A compromise plan had been floated that would add a multiplier effect for schools drawing students outside their district boundaries, which would in theory move many private schools up a division. This proposal has been narrowly voted down.
From the Columbus Dispatch:
Despite the 327-308 setback, OHSAA commissioner Dan Ross said he will push forward in hopes of finding a solution to a perceived competitive advantage that private schools hold over their public counterparts.
It is virtually certain that yet another proposal and one seeking separate private and public tournaments will butt heads on the May 2014 referendum ballot.
“I knew the vote would be close, and I hoped it would pass,” Ross said, “but what this tells me is that we’re almost 50-50 on this issue. If that many people are unhappy with the status quo, this issue is going to continue to be on the table for a while.”
The conflict between public and private schools isn't going away. Smaller publics in particular have argued for years that a private school has access to a dramatically larger potential player pool than they do, by virtue of their selective enrollment and their ability to draw students from multiple geographies. Many private schools have countered that several public schools, especially urban ones, have similar advantages, and that the goal of "competitive balance" is nebulous, or impossible to achieve.

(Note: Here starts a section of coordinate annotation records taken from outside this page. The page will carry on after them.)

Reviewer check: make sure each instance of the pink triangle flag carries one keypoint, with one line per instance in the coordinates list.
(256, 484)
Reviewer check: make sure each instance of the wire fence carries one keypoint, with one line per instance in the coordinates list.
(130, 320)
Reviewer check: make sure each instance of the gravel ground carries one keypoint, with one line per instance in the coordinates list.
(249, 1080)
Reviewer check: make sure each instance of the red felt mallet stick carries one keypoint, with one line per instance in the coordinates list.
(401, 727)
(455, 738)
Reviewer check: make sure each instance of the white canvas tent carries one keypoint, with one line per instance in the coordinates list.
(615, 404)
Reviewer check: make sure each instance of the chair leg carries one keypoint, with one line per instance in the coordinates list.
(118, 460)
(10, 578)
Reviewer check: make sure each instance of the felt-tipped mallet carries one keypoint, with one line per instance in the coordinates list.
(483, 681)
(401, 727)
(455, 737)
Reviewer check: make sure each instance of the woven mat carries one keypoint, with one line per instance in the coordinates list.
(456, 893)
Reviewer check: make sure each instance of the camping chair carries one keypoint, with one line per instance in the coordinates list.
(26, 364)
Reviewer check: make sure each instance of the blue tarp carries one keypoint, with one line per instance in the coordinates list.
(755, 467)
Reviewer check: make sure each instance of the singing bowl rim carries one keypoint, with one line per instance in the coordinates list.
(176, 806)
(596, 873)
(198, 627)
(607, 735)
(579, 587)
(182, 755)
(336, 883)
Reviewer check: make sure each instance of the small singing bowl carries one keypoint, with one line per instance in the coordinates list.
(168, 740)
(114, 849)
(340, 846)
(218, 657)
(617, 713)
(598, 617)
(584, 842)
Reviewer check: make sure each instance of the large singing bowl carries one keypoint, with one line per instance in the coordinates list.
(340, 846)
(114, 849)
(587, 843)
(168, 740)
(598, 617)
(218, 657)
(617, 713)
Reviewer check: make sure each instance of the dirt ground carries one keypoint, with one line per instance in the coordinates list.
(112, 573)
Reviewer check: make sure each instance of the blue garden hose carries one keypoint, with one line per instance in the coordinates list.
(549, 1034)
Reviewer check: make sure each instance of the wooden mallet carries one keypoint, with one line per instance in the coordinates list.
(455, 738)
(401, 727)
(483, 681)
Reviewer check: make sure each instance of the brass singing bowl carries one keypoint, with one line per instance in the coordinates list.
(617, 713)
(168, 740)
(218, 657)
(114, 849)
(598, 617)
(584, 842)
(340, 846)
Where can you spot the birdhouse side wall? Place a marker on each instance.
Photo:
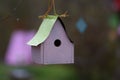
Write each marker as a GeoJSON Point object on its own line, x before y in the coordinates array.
{"type": "Point", "coordinates": [37, 54]}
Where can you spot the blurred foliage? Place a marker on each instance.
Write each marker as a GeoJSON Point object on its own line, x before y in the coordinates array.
{"type": "Point", "coordinates": [51, 72]}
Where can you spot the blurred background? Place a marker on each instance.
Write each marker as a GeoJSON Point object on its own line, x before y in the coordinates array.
{"type": "Point", "coordinates": [93, 26]}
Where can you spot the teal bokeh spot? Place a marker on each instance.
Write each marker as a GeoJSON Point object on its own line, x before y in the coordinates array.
{"type": "Point", "coordinates": [81, 25]}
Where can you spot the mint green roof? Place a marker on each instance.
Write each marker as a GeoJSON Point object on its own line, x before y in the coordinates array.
{"type": "Point", "coordinates": [44, 30]}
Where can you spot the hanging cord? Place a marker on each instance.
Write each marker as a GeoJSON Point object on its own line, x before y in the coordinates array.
{"type": "Point", "coordinates": [13, 11]}
{"type": "Point", "coordinates": [51, 5]}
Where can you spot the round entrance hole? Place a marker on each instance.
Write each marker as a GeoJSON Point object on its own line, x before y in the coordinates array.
{"type": "Point", "coordinates": [57, 43]}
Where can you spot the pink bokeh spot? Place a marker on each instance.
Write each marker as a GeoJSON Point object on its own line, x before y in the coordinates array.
{"type": "Point", "coordinates": [18, 52]}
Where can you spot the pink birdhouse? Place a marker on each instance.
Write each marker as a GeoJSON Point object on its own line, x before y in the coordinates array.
{"type": "Point", "coordinates": [51, 44]}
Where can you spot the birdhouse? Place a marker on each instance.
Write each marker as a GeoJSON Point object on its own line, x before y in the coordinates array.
{"type": "Point", "coordinates": [51, 44]}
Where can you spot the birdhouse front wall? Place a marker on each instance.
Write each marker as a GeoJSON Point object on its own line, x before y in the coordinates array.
{"type": "Point", "coordinates": [37, 54]}
{"type": "Point", "coordinates": [57, 48]}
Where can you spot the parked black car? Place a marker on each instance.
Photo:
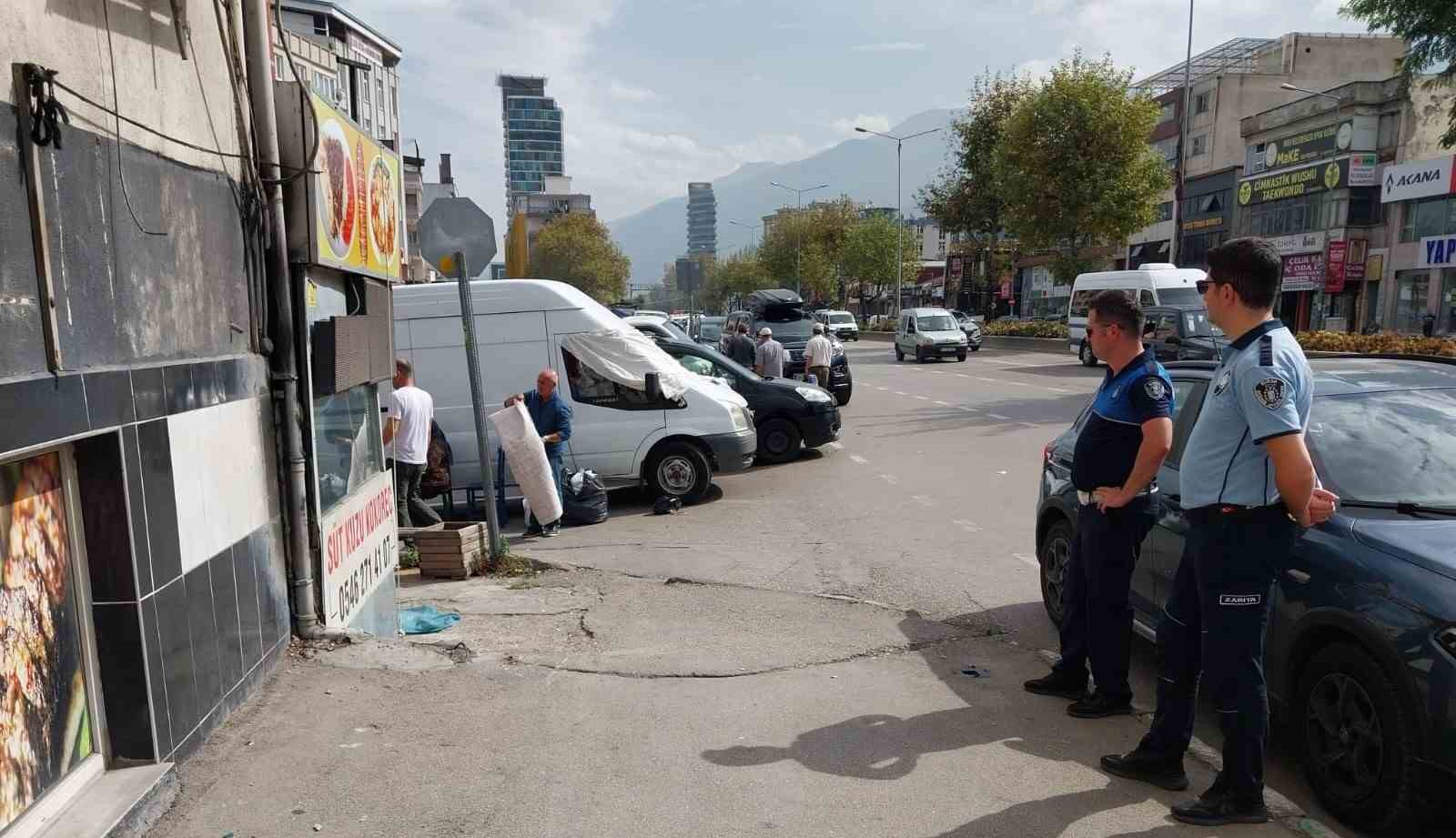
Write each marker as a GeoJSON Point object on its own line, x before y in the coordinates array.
{"type": "Point", "coordinates": [1361, 643]}
{"type": "Point", "coordinates": [793, 325]}
{"type": "Point", "coordinates": [785, 412]}
{"type": "Point", "coordinates": [1181, 333]}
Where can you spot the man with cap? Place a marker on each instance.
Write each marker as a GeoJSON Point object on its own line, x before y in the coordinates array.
{"type": "Point", "coordinates": [817, 355]}
{"type": "Point", "coordinates": [768, 359]}
{"type": "Point", "coordinates": [1249, 490]}
{"type": "Point", "coordinates": [1120, 449]}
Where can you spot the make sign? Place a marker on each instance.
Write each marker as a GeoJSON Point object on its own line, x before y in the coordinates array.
{"type": "Point", "coordinates": [1438, 252]}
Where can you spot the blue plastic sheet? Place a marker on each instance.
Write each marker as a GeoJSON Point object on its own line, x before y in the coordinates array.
{"type": "Point", "coordinates": [426, 620]}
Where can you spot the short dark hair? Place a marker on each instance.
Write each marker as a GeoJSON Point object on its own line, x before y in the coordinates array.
{"type": "Point", "coordinates": [1251, 265]}
{"type": "Point", "coordinates": [1117, 306]}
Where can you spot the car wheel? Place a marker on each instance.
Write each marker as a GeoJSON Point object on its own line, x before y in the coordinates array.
{"type": "Point", "coordinates": [1055, 555]}
{"type": "Point", "coordinates": [679, 470]}
{"type": "Point", "coordinates": [779, 439]}
{"type": "Point", "coordinates": [1358, 740]}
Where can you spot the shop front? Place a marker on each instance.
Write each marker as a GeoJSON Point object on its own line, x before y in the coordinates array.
{"type": "Point", "coordinates": [346, 245]}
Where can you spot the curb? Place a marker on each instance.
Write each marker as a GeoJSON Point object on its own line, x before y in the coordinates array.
{"type": "Point", "coordinates": [1281, 809]}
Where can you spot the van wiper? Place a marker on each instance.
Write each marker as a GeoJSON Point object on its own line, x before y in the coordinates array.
{"type": "Point", "coordinates": [1402, 507]}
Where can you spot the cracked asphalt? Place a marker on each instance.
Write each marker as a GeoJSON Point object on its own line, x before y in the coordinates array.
{"type": "Point", "coordinates": [832, 646]}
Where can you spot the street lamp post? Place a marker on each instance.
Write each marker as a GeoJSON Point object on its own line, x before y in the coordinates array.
{"type": "Point", "coordinates": [798, 247]}
{"type": "Point", "coordinates": [900, 218]}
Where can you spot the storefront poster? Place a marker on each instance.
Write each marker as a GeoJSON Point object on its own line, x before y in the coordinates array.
{"type": "Point", "coordinates": [359, 541]}
{"type": "Point", "coordinates": [356, 198]}
{"type": "Point", "coordinates": [46, 726]}
{"type": "Point", "coordinates": [1336, 268]}
{"type": "Point", "coordinates": [1303, 272]}
{"type": "Point", "coordinates": [1295, 184]}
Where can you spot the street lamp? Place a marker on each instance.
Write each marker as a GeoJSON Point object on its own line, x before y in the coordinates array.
{"type": "Point", "coordinates": [900, 218]}
{"type": "Point", "coordinates": [798, 247]}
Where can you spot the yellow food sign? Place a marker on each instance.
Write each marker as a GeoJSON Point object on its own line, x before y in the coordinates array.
{"type": "Point", "coordinates": [356, 198]}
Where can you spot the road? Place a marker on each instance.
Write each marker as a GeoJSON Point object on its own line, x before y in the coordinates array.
{"type": "Point", "coordinates": [926, 502]}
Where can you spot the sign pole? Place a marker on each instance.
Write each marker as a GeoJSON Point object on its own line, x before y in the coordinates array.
{"type": "Point", "coordinates": [478, 406]}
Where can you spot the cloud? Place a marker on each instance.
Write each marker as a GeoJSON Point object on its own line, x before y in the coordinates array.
{"type": "Point", "coordinates": [630, 94]}
{"type": "Point", "coordinates": [866, 121]}
{"type": "Point", "coordinates": [890, 46]}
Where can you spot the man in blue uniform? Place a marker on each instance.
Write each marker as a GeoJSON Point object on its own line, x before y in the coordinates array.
{"type": "Point", "coordinates": [1120, 449]}
{"type": "Point", "coordinates": [552, 418]}
{"type": "Point", "coordinates": [1249, 488]}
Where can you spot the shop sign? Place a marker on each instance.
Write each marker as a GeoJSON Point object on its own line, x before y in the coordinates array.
{"type": "Point", "coordinates": [1336, 268]}
{"type": "Point", "coordinates": [1299, 243]}
{"type": "Point", "coordinates": [1303, 272]}
{"type": "Point", "coordinates": [1421, 179]}
{"type": "Point", "coordinates": [1309, 146]}
{"type": "Point", "coordinates": [1295, 184]}
{"type": "Point", "coordinates": [1438, 252]}
{"type": "Point", "coordinates": [359, 548]}
{"type": "Point", "coordinates": [1361, 169]}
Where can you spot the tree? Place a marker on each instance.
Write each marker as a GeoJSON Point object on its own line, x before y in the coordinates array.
{"type": "Point", "coordinates": [1429, 28]}
{"type": "Point", "coordinates": [579, 250]}
{"type": "Point", "coordinates": [870, 257]}
{"type": "Point", "coordinates": [1074, 167]}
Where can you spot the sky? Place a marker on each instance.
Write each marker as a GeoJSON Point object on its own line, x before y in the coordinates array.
{"type": "Point", "coordinates": [662, 92]}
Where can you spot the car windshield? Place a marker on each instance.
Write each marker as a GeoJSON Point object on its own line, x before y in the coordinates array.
{"type": "Point", "coordinates": [1178, 296]}
{"type": "Point", "coordinates": [1387, 447]}
{"type": "Point", "coordinates": [936, 323]}
{"type": "Point", "coordinates": [1198, 323]}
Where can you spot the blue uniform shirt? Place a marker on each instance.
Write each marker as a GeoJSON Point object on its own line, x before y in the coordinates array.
{"type": "Point", "coordinates": [1261, 390]}
{"type": "Point", "coordinates": [551, 417]}
{"type": "Point", "coordinates": [1108, 442]}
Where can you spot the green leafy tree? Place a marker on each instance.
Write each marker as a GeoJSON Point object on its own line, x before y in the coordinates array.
{"type": "Point", "coordinates": [870, 257]}
{"type": "Point", "coordinates": [579, 250]}
{"type": "Point", "coordinates": [1074, 167]}
{"type": "Point", "coordinates": [1429, 28]}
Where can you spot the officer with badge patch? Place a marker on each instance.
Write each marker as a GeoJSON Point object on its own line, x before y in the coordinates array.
{"type": "Point", "coordinates": [1249, 490]}
{"type": "Point", "coordinates": [1128, 431]}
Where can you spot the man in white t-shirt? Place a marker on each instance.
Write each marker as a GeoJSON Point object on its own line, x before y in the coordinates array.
{"type": "Point", "coordinates": [411, 410]}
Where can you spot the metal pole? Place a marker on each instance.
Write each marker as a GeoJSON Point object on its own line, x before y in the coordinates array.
{"type": "Point", "coordinates": [478, 405]}
{"type": "Point", "coordinates": [1183, 138]}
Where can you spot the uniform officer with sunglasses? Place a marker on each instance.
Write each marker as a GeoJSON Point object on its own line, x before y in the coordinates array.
{"type": "Point", "coordinates": [1249, 490]}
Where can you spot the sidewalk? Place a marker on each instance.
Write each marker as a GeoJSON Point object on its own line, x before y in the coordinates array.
{"type": "Point", "coordinates": [597, 704]}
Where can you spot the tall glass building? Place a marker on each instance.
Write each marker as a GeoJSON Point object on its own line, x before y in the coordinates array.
{"type": "Point", "coordinates": [533, 134]}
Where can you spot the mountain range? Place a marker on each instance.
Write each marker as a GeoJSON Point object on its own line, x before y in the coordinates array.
{"type": "Point", "coordinates": [861, 167]}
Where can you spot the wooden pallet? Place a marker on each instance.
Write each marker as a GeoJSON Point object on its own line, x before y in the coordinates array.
{"type": "Point", "coordinates": [453, 551]}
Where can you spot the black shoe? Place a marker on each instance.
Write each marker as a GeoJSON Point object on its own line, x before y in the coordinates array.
{"type": "Point", "coordinates": [1098, 706]}
{"type": "Point", "coordinates": [1155, 770]}
{"type": "Point", "coordinates": [1059, 685]}
{"type": "Point", "coordinates": [1219, 808]}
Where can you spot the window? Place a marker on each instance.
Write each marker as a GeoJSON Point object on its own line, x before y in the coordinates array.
{"type": "Point", "coordinates": [590, 388]}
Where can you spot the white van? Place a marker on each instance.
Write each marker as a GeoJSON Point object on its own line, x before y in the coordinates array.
{"type": "Point", "coordinates": [1154, 284]}
{"type": "Point", "coordinates": [672, 442]}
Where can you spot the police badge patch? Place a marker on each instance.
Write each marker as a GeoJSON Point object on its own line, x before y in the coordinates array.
{"type": "Point", "coordinates": [1270, 391]}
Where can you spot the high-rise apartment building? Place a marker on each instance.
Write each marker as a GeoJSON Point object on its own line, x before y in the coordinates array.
{"type": "Point", "coordinates": [531, 123]}
{"type": "Point", "coordinates": [703, 220]}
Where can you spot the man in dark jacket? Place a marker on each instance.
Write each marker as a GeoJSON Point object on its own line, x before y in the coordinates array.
{"type": "Point", "coordinates": [552, 419]}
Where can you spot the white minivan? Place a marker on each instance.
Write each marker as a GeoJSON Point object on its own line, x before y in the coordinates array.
{"type": "Point", "coordinates": [1152, 284]}
{"type": "Point", "coordinates": [672, 439]}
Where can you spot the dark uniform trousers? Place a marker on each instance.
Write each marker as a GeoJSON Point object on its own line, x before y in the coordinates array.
{"type": "Point", "coordinates": [1215, 621]}
{"type": "Point", "coordinates": [1097, 621]}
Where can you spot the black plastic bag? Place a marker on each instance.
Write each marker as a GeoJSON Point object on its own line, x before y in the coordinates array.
{"type": "Point", "coordinates": [584, 498]}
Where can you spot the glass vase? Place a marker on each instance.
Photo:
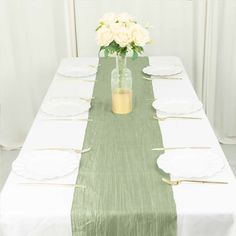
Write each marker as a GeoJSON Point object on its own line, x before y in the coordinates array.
{"type": "Point", "coordinates": [121, 86]}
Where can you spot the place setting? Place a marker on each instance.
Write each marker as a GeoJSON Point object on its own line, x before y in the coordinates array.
{"type": "Point", "coordinates": [163, 71]}
{"type": "Point", "coordinates": [191, 165]}
{"type": "Point", "coordinates": [47, 164]}
{"type": "Point", "coordinates": [66, 108]}
{"type": "Point", "coordinates": [177, 108]}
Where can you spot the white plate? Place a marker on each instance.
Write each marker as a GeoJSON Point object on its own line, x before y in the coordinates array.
{"type": "Point", "coordinates": [65, 106]}
{"type": "Point", "coordinates": [163, 70]}
{"type": "Point", "coordinates": [46, 164]}
{"type": "Point", "coordinates": [77, 70]}
{"type": "Point", "coordinates": [177, 106]}
{"type": "Point", "coordinates": [190, 163]}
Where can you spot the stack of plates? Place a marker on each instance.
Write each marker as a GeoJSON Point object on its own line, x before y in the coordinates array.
{"type": "Point", "coordinates": [65, 107]}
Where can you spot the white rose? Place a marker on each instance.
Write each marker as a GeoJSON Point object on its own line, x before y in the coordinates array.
{"type": "Point", "coordinates": [125, 18]}
{"type": "Point", "coordinates": [122, 34]}
{"type": "Point", "coordinates": [140, 35]}
{"type": "Point", "coordinates": [104, 36]}
{"type": "Point", "coordinates": [108, 18]}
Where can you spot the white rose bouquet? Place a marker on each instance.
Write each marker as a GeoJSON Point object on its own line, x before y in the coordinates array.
{"type": "Point", "coordinates": [120, 33]}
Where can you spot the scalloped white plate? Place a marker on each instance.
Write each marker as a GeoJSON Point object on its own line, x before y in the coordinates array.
{"type": "Point", "coordinates": [77, 71]}
{"type": "Point", "coordinates": [65, 106]}
{"type": "Point", "coordinates": [190, 163]}
{"type": "Point", "coordinates": [177, 106]}
{"type": "Point", "coordinates": [164, 69]}
{"type": "Point", "coordinates": [46, 164]}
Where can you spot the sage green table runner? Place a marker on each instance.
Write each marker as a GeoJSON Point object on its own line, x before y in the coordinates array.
{"type": "Point", "coordinates": [124, 194]}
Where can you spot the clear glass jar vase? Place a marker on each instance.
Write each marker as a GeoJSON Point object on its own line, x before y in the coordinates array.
{"type": "Point", "coordinates": [121, 86]}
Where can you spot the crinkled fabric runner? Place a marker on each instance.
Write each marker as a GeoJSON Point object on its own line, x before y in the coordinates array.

Columbus area private schools were particularly vocal about opposing the plan, as schools like Waterson and DeSales could theoretically be forced to make a substantial jump in Division to compensate for the fact that their students come from all over Metro Columbus. In Cincinnati, an area with an even stronger Parochial presence, the calls have been even louder.
Pushing for separate playoff systems isn't an unheard of idea – Texas does it, as do other states – but it is controversial. Many public school athletic directors have expressed concern over such a radical step, even if they're disadvantaged in the current system, because they want their student-athletes to be able to play the strongest competition. If the OHSAA and their member institutions are unable to reach some sort of compromise, however, and more Ohio private schools win state titles in high visibility sports, there may be more momentum for a more radical solution.
Ohio has enjoyed a reputation for producing a lot of very good high school football players, and radical shifts in the competition structure of high school athletics might potentially hurt that reputation a little. Of all the proposed solutions, including a controversial plan that would have added a multiplier based on "tradition", or the school's socioeconomic situation, some sort of population-based multiplier for districts with open enrollment, public or private, does appear to be the most reasonable.
Hopefully the state's athletic directors can find a way to make the math work, or they run the risk of damaging what has been a great pride of the state.